Histoire numérique et l’historiographie

Collecting, analysing and visualising documents in the political domain

1 Octobre 2020

Online lecture by Sara Tonelli, head of the Digital Humanities group at Fondazione Bruno Kessler (Trento).



In this talk, Sara Tonelli will present the main challenges in dealing with documents in the political domain, discussing how agreement and disagreement between two opponents can be automatically captured. The task is particularly challenging when data are not in dialogical format and when the goal is to understand the political position of two opponents starting from monological corpora. She will present the experiments carried out using machine learning and linguistically-motivated features on the documents of Kennedy and Nixon presidential campaign in 1960.

She will also introduce two projects dealing with Italian digital archives in the political domain: Alcide De Gasperi’s collection of public documents and the digital edition of his letters. She will describe the pipeline adopted, from digitalization to data exploration, the annotation of the corpus and some preliminary analyses of the content of the archives, as well as present the architecture created to transcribe the letters, perform quality control and publish them online on the project portal. Her analyses shows how distant reading can complement close one by comparing the content of the two collections and providing new insights into De Gasperi’s life.

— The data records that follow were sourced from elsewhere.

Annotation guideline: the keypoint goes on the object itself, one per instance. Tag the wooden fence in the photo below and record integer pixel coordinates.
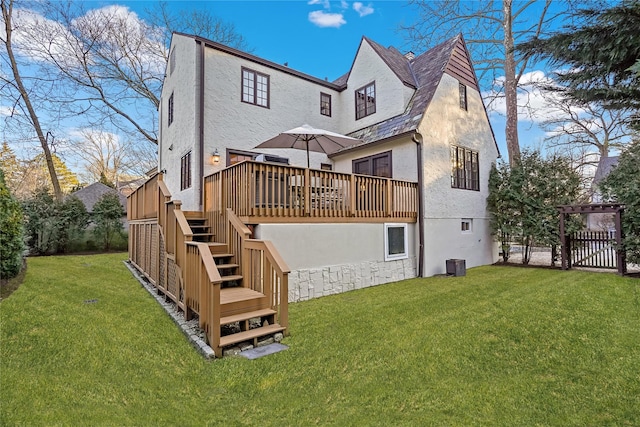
(161, 247)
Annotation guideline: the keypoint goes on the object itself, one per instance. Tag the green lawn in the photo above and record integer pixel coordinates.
(501, 346)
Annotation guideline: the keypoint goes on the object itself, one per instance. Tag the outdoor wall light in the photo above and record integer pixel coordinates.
(215, 157)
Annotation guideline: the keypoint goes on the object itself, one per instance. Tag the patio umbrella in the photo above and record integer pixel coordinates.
(309, 138)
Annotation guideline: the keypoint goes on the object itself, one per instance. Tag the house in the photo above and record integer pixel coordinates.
(92, 193)
(408, 196)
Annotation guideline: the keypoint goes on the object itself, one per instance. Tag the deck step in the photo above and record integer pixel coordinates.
(225, 266)
(221, 255)
(238, 294)
(245, 316)
(250, 334)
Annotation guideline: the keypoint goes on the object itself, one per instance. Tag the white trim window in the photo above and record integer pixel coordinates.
(396, 241)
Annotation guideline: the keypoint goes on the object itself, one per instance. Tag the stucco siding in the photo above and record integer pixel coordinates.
(239, 125)
(444, 206)
(403, 158)
(179, 137)
(391, 94)
(327, 259)
(444, 240)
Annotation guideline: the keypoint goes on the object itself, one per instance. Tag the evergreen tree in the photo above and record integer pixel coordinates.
(11, 232)
(599, 58)
(623, 186)
(523, 200)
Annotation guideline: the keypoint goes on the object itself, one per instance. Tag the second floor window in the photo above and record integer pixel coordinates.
(255, 88)
(237, 156)
(463, 96)
(464, 169)
(325, 104)
(366, 101)
(185, 171)
(170, 110)
(376, 165)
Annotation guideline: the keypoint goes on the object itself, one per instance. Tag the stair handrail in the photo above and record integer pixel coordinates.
(237, 234)
(202, 293)
(241, 245)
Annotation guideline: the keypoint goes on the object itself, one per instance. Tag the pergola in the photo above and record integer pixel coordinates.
(565, 239)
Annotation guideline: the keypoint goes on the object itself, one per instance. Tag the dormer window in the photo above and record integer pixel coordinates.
(255, 88)
(325, 104)
(463, 96)
(366, 100)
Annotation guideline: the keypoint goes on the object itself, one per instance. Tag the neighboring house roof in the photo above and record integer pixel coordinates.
(423, 73)
(604, 167)
(90, 195)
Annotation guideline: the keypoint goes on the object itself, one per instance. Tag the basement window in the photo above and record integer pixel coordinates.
(396, 242)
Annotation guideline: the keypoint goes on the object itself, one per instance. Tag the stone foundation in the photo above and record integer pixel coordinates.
(305, 284)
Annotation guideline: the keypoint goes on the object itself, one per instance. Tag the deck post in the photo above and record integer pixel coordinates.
(307, 192)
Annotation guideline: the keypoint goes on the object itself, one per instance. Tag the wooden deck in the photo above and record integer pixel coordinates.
(207, 262)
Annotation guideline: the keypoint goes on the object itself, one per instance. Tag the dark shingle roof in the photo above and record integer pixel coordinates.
(425, 71)
(90, 195)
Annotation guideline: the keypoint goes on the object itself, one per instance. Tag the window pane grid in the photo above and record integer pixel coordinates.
(365, 101)
(464, 169)
(255, 88)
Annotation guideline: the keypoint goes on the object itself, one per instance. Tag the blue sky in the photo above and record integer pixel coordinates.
(317, 37)
(321, 37)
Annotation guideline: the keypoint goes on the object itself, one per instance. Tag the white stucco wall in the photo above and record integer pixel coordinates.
(403, 158)
(445, 207)
(179, 137)
(327, 259)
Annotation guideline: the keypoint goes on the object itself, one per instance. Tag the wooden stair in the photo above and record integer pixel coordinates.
(200, 227)
(237, 303)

Sara Tonelli is the head of the Digital Humanities group at Fondazione Bruno Kessler (Trento) since 2013. She is currently involved in the H2020 PERCEPTIONS project, related to the perception of EU and the narratives around migration to EU. She has previously been involved in several digital humanities projects such as the following:

She is also adjunct professor of Language Interfaces (jointly with Daniele Falavigna) at the Dept. of Psychology and Cognitive Science, University of Trento.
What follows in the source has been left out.